Pituitary adenylate cyclase activating peptide receptors regulate the growth of non-small cell lung cancer cells

Abstract

We have identified pituitary adenylate cyclase activating peptide (PACAP) receptors on small cell lung cancer cell line NCI-N417 in a previous study. In this study, the role of PACAP in the growth and signal transduction of non-small cell lung cancer cells was investigated. Northern blot analysis with a full-length human PACAP receptor cDNA probe revealed a major 7.5-kb hybridizing transcript when total RNA extracted from NCI-H838 cells was used. PACAP bound with high affinity (Kd = 1 nM) to a single class of sites (Bmax = 14,000/cell) when NCI-H838 cells were used. Specific 125I-labeled PACAP binding was inhibited with high affinity by PACAP-27 and PACAP-38, with moderate affinity by PACAP(6-38), and with low affinity by vasoactive intestinal polypeptide, PACAP(28-38), and PACAP(16-38). PACAP-27 elevated cAMP in a dose-dependent manner, and the increase in cAMP caused by PACAP was reversed by PACAP(6-38). PACAP-27, but not vasoactive intestinal polypeptide, elevated cytosolic Ca2+ in individual NCI-H838 cells. PACAP-27 stimulated arachidonic acid release, and the increase caused by PACAP was reversed by PACAP(6-38). PACAP-27 stimulated colony formation in NCI-H838 cells, whereas the PACAP antagonist PACAP(6-38) reduced colony formation in the absence or presence of exogenous PACAP-27. In nude mice bearing NCI-H838 xenografts, PACAP(6-38) slowed tumor growth significantly.
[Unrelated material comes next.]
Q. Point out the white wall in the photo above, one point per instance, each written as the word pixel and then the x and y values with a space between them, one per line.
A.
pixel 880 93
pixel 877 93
These data suggest that biologically active type 1 PACAP receptors are present on human non-small cell lung cancer cells, which exhibit dual signal transduction pathways and regulate cell proliferation.

Fig. 1.

The amount of specifically bound ¹²⁵I-PACAP-27 is indicated as a function of PACAP-27 concentration. The mean of four deteminations is indicated. The line is point to point.

Fig. 2.

A Scatchard plot of the specific binding data is shown. The line represents the best fit.

Fig. 3.

The percent of specific ²⁵I-PACAP bound was determined as a function of PACAP-27 (Δ), PACAP-38 (●), PACAP(6–38) (○), and VIP (■) concentration. The mean of three experiments each repeated in quadruplicate is indicated. Bars, SE.

Fig. 4.

Northern blot analysis. A main band of radioactivity at 7.5 kb was detected using guanidine isothiocyanate extracts of NCl-H838 cells.

Fig. 5.

Left, cAMP was determined in NCI-H838 cells as a function of PACAP-27 (○) and PACAP-38 (●) concentration. Right, cAMP was determined as a function of PACAP(6–38) concentration in the absence (Δ) and presence (▲) of 10 nM PACAP. The mean of four determinations is indicated. Bars, SE.

Fig. 6.

NCI-H838 cells were loaded with Indo-1AM, and the basal cytosolic Ca²⁺ was determined in a field of 13 cells. PACAP-27 (100 nM) was added, and cytosolic Ca²⁺ determined after 0 min (A), 0.5 min (B), 1 min (C), 1.5 min (D), 2 min (E), and 2.5 min (F). This experiment is representative of two others.

Fig. 7.

Nude mice received injections of NCI-H838 cells, and, after 2 weeks, a xenograft formed. PBS and PACAP(6–38) (10 µg/day s.c.) were injected daily during weeks 2–6, and the xenografts were measured weekly.